En una persona, una vez establecido ese vínculo respecto a otra, es muy difícil que se rompa en el ámbito de lo real. Cuanto más sólido es ese vínculo, es más sutil, y por tanto no provoca ni dependencia, ni apego.
Solo requiere ser renovado a través de la presencia física de vez en cuando y nutrida por la positividad.
La amistad es la más alta condición del amor ya que no suele estar vinculada a la actividad física del sexo que, la mayoría de las veces, contamina a nivel psicológico, emocional, afectivo y vital, la unión de dos individuos.
En tanto la mente necesita separar para reconocer y luego discernir, es lógico que sea extremadamente eficaz en buscar las diferencias y las priorice respecto a lo que es igual. Como la mente está diseñada para seleccionar y optar, categoriza como “mejor” aquello que ha seleccionado y, como “peor” lo rechazado. Esto se debe a que la mente trabaja para la “individualidad” siendo esta una fase de maduración del individuo.

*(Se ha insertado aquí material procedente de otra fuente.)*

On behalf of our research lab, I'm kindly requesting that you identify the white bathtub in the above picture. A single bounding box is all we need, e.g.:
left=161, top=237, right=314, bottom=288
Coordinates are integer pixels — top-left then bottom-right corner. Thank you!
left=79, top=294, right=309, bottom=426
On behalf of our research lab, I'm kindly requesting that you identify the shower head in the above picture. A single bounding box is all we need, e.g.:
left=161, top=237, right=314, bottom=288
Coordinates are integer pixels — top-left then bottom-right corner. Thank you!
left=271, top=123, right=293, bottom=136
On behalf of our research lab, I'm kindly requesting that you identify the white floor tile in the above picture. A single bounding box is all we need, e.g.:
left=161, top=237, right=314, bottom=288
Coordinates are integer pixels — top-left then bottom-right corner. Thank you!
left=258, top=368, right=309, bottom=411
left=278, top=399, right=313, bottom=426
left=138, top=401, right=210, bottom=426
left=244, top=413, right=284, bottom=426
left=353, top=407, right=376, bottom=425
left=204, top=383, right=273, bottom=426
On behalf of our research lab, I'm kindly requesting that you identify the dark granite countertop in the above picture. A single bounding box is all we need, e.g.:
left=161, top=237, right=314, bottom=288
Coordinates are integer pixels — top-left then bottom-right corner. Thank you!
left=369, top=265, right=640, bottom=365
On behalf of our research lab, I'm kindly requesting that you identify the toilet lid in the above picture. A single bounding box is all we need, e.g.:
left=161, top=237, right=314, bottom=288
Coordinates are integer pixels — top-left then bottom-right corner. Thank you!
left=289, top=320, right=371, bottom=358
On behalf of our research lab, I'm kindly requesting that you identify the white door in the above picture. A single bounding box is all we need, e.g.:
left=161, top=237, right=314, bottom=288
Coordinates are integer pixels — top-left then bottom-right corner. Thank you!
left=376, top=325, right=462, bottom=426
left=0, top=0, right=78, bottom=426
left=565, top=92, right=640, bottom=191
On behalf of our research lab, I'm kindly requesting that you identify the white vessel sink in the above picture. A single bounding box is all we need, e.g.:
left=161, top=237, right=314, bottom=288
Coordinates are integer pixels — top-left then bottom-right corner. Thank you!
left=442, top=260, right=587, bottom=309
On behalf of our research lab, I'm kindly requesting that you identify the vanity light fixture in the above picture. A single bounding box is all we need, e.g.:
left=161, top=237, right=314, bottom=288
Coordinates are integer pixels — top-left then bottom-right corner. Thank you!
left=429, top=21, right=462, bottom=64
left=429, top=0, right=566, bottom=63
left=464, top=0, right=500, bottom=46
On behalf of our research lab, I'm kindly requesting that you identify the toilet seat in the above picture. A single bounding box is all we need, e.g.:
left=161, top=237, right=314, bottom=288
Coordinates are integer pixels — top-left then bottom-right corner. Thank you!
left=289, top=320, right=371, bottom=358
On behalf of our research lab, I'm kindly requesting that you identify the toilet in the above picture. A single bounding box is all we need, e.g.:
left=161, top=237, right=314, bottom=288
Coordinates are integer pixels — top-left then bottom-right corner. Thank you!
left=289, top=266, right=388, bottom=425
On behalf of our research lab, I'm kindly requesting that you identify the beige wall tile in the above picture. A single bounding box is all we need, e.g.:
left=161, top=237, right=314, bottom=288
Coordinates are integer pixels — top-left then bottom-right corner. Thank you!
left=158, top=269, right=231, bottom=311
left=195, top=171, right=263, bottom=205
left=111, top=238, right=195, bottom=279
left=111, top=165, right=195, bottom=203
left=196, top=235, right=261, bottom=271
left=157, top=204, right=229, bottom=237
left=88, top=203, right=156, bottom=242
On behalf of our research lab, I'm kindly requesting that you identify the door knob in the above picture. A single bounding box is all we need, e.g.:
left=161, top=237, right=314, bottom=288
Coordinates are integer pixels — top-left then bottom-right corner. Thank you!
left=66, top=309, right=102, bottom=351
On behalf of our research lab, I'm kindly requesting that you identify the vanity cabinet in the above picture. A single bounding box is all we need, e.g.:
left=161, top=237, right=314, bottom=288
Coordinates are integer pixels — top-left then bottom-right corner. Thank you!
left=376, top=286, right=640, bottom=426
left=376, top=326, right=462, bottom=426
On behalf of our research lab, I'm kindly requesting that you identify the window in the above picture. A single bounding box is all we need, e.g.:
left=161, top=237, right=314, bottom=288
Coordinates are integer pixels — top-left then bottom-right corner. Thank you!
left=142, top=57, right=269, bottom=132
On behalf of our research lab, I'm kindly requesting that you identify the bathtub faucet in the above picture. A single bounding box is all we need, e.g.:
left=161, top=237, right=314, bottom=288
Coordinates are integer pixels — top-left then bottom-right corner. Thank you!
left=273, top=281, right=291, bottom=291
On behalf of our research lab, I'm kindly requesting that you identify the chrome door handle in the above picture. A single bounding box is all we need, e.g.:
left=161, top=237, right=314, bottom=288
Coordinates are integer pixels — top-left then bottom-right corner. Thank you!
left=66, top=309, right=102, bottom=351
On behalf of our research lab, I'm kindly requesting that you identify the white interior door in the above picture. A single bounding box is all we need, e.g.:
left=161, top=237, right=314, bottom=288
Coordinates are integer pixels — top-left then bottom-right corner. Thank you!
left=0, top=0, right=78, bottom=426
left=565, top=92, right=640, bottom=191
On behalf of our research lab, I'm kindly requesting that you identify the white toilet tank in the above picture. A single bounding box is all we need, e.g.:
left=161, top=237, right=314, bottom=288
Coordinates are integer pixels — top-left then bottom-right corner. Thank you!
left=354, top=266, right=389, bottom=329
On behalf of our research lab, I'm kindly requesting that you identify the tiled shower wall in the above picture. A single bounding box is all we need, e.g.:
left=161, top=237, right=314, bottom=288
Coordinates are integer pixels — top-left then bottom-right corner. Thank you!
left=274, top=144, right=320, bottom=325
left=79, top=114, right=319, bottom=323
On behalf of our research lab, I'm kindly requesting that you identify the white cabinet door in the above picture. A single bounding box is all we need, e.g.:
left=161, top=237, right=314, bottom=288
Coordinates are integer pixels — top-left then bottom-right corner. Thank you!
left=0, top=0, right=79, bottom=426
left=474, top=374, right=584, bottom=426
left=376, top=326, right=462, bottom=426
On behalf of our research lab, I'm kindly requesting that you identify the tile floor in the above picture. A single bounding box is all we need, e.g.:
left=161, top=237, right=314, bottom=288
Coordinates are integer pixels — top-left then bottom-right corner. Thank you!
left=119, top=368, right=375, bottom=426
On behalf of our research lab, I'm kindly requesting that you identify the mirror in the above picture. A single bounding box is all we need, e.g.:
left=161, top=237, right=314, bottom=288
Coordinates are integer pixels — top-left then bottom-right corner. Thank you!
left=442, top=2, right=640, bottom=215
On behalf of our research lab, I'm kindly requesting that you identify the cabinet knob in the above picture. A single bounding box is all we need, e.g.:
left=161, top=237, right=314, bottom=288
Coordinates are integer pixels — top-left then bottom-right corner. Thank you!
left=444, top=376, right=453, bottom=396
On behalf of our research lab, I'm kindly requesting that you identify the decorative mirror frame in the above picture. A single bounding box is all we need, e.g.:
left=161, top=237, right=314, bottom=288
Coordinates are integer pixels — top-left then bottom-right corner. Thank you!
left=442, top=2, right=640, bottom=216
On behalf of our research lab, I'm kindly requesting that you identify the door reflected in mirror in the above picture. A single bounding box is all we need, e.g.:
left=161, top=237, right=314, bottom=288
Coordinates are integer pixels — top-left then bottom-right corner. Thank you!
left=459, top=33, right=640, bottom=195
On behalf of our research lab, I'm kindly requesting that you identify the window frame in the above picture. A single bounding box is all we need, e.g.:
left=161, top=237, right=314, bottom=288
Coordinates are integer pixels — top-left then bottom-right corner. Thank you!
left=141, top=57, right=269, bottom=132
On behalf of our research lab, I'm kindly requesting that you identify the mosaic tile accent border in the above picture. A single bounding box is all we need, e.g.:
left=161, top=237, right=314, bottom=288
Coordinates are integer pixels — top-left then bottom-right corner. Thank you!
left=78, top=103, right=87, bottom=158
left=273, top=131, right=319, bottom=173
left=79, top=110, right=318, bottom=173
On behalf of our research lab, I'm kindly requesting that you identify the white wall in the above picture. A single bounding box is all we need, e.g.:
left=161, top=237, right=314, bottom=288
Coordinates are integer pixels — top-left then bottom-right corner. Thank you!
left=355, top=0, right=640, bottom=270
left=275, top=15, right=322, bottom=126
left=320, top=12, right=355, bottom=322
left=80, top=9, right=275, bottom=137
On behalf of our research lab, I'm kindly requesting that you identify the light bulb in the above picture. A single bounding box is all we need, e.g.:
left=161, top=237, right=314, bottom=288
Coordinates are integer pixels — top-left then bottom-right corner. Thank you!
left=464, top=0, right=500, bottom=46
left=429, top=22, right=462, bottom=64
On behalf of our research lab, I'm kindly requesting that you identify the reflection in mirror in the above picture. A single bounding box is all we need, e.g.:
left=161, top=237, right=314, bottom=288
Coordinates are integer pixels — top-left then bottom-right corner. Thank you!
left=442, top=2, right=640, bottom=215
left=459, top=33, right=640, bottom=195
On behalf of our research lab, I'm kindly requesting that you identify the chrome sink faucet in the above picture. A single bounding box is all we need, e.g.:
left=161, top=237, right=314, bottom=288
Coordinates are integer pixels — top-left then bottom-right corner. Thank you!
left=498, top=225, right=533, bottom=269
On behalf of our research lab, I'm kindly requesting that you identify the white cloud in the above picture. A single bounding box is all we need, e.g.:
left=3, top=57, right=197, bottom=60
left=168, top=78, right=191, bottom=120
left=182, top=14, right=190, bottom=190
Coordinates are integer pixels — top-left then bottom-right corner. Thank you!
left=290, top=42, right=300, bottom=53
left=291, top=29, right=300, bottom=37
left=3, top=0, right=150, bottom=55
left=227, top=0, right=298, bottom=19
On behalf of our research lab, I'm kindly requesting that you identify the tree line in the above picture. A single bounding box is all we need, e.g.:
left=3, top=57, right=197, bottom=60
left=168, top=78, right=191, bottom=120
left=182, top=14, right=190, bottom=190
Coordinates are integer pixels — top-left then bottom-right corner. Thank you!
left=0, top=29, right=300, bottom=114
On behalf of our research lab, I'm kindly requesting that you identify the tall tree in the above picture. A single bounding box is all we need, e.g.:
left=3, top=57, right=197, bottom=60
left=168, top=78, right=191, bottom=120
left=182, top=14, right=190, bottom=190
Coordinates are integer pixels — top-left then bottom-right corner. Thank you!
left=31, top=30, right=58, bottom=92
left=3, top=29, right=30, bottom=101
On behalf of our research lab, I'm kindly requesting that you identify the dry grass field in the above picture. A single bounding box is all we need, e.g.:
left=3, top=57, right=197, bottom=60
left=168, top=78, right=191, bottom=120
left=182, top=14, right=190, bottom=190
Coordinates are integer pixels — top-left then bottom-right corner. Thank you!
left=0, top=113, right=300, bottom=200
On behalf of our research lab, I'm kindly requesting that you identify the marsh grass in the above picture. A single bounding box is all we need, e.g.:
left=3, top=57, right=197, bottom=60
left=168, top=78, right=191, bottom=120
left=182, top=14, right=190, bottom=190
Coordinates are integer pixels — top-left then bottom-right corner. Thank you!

El amor, en cambio, busca siempre la unificación. Es capaz de percibir aquello, por muy recóndito que esté, que identifica como “Uno” a lo que la percepción ordinaria identifica como separado.
Es importante destacar que otros impulsos tanto de índole químico, como la atracción sexual, vínculos familiares o afinidades y empatía, por poner unos ejemplos, son susceptibles de ser convertidos en amor.
Una diferencia sustancial, entre esos impulsos y el amor, es que el amor no necesita recompensas, únicamente ser nutrido. Cuanto el amor es más intenso, más está conectado con la libertad pues carece de deseos, rechazos y expectativas.
El Amor necesita pues tanto al Amante como al Amado. Es un camino de ida y vuelta que nutre y unifica.
Ese es el milagro.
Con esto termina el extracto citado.